CAREER: Embracing Local Minima and Nonsmoothness in Nonconvex Statistical Estimation: From Structures to Algorithms

Optimization plays a crucial role in modern data analysis. Accurate modeling and robust analysis of complex datasets often require solving a class of optimization problems that are not smooth and may possess many low-quality solutions. These problems are challenging to solve, and there is limited understanding of the properties of solutions returned by standard algorithms.

Existing approaches typically steer away from such problems or restrict to a small subset of them. This project aims to substantially broaden the class of problems for which efficient algorithms exist, and for which performance guarantees can be obtained. The project will develop new algorithms and analytical tools that are applicable in a broad range of engineering and science applications.
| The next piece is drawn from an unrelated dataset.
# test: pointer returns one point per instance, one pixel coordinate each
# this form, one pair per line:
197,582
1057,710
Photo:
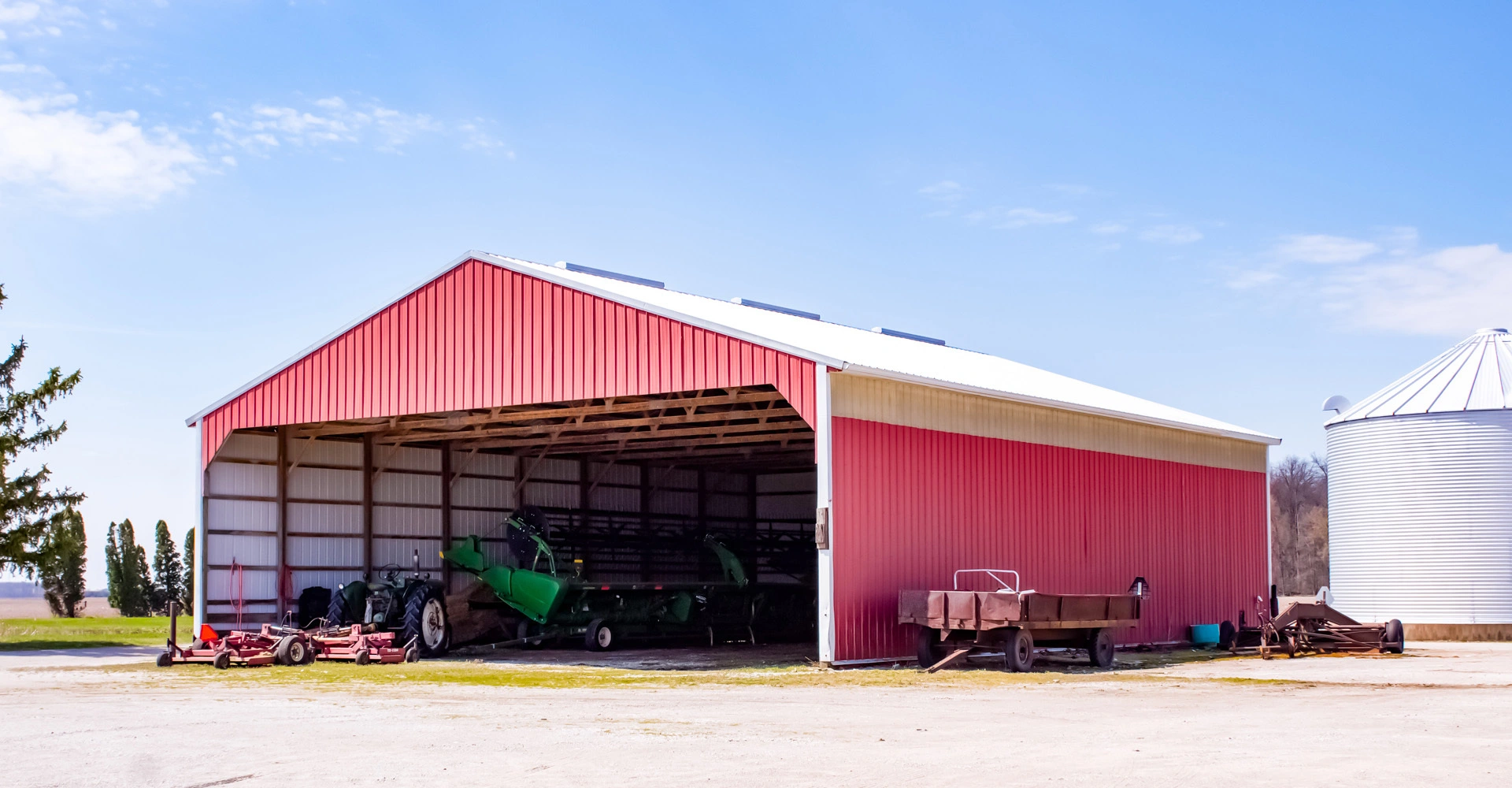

Furthermore, the project will support an education plan that centers around the goal of bridging the disciplines of optimization and statistics at both undergraduate and graduate levels.

The technical approaches of this project are based on the general principles of decoupling nonsmoothness and nonconvexity, and identifying the characteristic structures of locally optimal solutions. The research program consists of two main thrusts: (1) study a class of nonsmooth composite optimization problems and develop a framework for quantifying the average-case conditioning of the problems and the convergence rates of low-complexity algorithms; (2) consider a class of problems with coupled components, characterize the hidden structures of the local minima, and exploit these structural results to design and analyze efficient algorithms in settings where existing results fail to apply.

The research in this project will cover a diverse set of important statistical and machine learning problems. The techniques developed will provide a refined analysis of the algorithmic performance for average-case problems in statistical settings.

This award reflects NSF's statutory mission and has been deemed worthy of support through evaluation using the Foundation's intellectual merit and broader impacts review criteria.